Knowing the warning signs and symptoms of a heart attack is key to preventing death.
In late February 2011 Janice Womble was at work when she noticed a shortness of breath and felt pressure in her chest, which was all the more alarming because she worked out three days a week and was otherwise very active.
Fortunately, her work was as a volunteer at a hospital, so she was conditioned to listen to what her body had to say, and she happened to pass a cardiologist in the hallway and told him of her symptoms.
That set in motion a heart catheter procedure that found a blockage on the top left side of Womble’s heart. It’s location enabled non-invasive surgery by another cardiologist to clear the blockage, and she spent several days in recovery at Mansfield Methodist Medical Center, her home away from home.
“I credit (these cardiologists) with saving my life and for catching this disease before it started to affect my life,” Womble says today. “I went through 36 sessions of cardiac rehabilitation, which everyone should have if they have a heart procedure done.”
“It’s a lot of hard work but gets you back on the right track for the rest of your life,” she adds. “I have a check up every six months and see (the surgeon) every week at the hospital.
Having been in the right place at the right time, with the education she needed from her work as a volunteer who spent time with patients being prepped for surgery, Womble realizes everyone is not so lucky. She implores people to seek immediate medical attention “if something doesn't feel right in your chest.”
“If you are having chest pains, please call 911 because it could save your life,” she says with urgency.

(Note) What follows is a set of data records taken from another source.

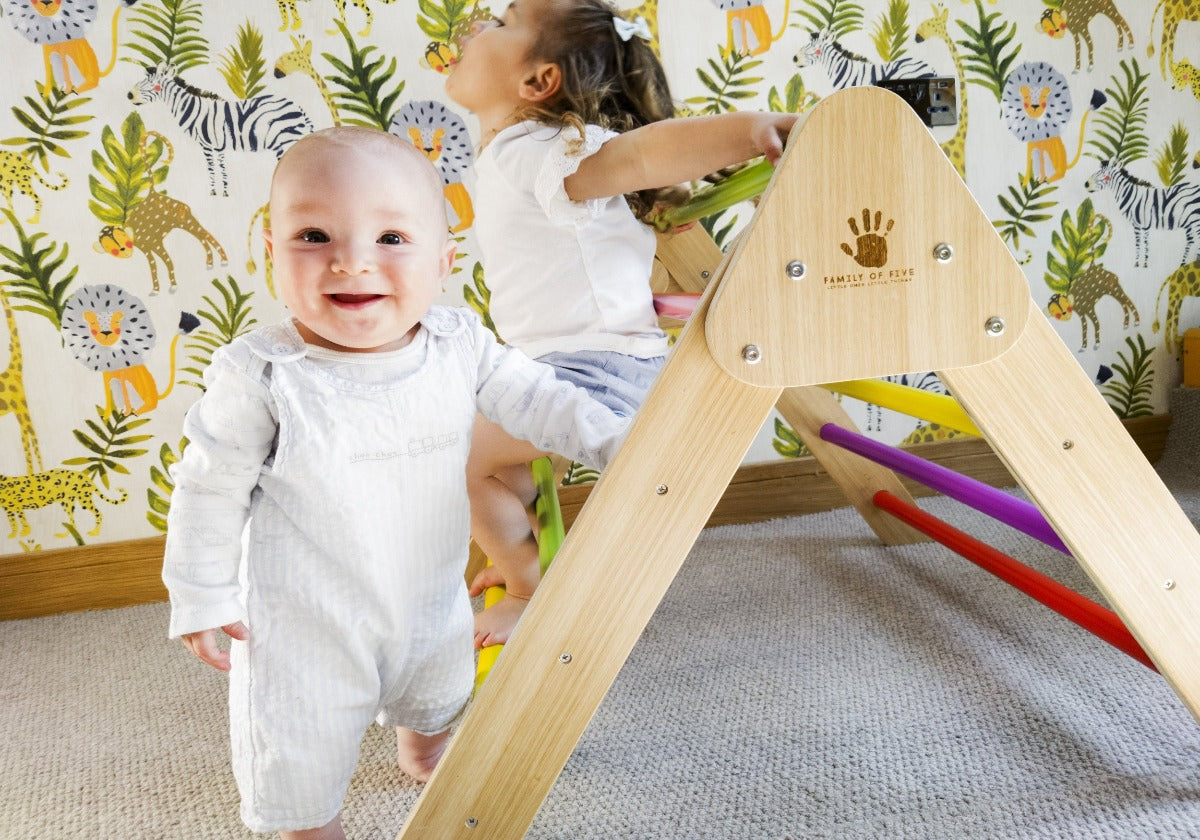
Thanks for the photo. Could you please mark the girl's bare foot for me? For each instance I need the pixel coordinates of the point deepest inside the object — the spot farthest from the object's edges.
(417, 754)
(487, 576)
(495, 625)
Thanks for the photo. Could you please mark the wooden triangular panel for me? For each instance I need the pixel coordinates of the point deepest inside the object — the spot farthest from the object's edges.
(888, 305)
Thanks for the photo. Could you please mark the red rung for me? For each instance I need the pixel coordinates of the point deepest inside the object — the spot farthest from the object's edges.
(1086, 613)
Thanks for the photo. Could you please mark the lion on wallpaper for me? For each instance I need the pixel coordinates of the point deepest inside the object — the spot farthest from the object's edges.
(60, 27)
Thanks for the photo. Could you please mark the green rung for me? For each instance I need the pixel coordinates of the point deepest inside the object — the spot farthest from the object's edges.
(551, 533)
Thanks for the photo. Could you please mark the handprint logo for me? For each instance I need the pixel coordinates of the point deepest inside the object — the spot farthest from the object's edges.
(873, 247)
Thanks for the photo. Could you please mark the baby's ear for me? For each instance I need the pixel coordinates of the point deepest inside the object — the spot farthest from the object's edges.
(447, 263)
(543, 84)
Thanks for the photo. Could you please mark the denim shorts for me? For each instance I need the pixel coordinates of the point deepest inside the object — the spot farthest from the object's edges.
(616, 379)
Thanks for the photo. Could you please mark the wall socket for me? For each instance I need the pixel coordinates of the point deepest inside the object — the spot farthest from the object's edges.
(934, 97)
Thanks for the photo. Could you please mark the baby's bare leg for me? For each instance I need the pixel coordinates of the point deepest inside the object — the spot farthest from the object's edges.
(417, 754)
(502, 490)
(330, 831)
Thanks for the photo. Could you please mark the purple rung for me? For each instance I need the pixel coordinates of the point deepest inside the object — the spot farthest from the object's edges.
(1015, 513)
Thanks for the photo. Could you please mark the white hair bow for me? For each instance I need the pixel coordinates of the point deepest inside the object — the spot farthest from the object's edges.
(628, 29)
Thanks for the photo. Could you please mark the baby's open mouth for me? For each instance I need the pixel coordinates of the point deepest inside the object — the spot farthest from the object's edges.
(347, 298)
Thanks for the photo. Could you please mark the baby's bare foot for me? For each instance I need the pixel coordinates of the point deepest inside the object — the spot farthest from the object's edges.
(487, 576)
(495, 625)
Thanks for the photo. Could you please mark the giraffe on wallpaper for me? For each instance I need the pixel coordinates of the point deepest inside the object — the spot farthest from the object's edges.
(12, 391)
(1183, 282)
(1174, 12)
(300, 60)
(936, 28)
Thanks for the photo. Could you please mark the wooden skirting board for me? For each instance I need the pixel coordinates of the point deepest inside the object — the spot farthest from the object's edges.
(125, 574)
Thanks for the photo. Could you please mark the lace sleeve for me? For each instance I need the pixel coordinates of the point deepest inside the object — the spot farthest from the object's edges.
(565, 153)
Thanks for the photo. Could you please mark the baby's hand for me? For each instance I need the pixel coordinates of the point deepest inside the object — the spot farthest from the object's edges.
(203, 645)
(771, 133)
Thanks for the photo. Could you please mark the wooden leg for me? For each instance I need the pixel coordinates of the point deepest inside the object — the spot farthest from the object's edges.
(810, 407)
(621, 556)
(1066, 447)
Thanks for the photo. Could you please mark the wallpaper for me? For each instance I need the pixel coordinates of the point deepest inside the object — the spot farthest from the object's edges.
(137, 141)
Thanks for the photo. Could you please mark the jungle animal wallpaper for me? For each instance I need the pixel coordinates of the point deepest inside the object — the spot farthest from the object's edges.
(137, 142)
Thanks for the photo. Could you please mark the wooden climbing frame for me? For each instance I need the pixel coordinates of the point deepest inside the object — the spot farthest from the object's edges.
(865, 257)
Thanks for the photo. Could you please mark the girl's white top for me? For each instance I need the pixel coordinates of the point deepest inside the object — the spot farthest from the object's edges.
(351, 471)
(564, 275)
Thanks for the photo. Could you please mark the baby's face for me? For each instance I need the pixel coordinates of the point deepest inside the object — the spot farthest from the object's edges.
(359, 247)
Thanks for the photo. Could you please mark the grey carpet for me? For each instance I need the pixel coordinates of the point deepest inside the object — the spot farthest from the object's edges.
(799, 681)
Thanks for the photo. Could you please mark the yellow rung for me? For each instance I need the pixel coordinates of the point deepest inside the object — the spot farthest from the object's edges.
(937, 408)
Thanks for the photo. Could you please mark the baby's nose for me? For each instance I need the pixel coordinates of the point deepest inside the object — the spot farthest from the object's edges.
(483, 25)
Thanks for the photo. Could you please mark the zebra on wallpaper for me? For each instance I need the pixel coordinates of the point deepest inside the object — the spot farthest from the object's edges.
(258, 124)
(1146, 207)
(849, 70)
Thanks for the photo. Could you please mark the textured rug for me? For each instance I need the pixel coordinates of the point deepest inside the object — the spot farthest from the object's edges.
(799, 681)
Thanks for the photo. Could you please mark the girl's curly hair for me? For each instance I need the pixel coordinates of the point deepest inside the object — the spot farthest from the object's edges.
(607, 82)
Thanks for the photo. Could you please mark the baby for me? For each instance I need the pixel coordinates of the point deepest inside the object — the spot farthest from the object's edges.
(319, 515)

She became a volunteer at the hospital the day it opened eight years ago, and she’s still at it thanks to her heeding those warning signs.
Unfortunately for most of the U.S. population, people don’t know the warning signs and symptoms of a heart attack, according to the Centers for Disease Control and Prevention. The federal agency notes that about 47 percent of heart attacks occur outside a hospital, suggesting that “most people with heart disease don’t act on early warning signs.”
About 600,000 Americans die of heart disease every year, which accounts for one in every four deaths. About 720,000 Americans have a heart attack every year.
Major warning signs of heart attacks include chest pain or discomfort; upper body pain or discomfort in the arms, back, neck, jaw, or upper stomach; shortness of breath; and nausea, lightheadedness, or cold sweats.
Risk factors for heart disease include high blood pressure, high LDL cholesterol, and smoking. People also can be at increased risk of heart disease from some medical conditions and lifestyle choices such as diabetes, obesity, poor diet, physical inactivity and excessive alcohol use.
Prevention starts with seeing your doctor regularly and being evaluated for risk factors that may increase your risk for heart disease, such as high blood pressure, cholesterol, and blood sugar, all of which can be controlled and even reversed with medication, changes in diet, and exercise.
Surprisingly, a study has found that some traditional calculators of risk for heart disease, based on the Framingham Risk Score, may be overestimating the 10-year risk of heart attack. However, the Framingham Risk Score was never intended to be a mandate for initiating medical therapy; it was meant to encourage doctors to tell their patients about the benefits of diet, exercise, and smoking cessation, and to discuss options for preventive medication. Americans have heeded at least some of the advice to change their lifestyles and diet in the meantime.
By continually reviewing the effectiveness of risk assessment scores, medicine is getting closer to being able to individualize people’s risk for heart disease, based on personal history.
But before you pounce on a juicy steak and wash it down with a martini or two, keep in mind that the study’s author’s are not calling for elimination of current risk assessment tools that guide doctors when deciding to prescribe a treatments to control risk factors, such as recommendations for diet, exercise, and smoking cessation, or prescriptions for high cholesterol or high blood pressure.
What the study does do, they say, is encourage more give and take between patients and doctors, to include greater emphasis on personal health history and the understanding that a standardized risk calculator is not a perfect predictor. Although helpful as tools to being talking about heart attack risk, standardized risk calculators come with caveats.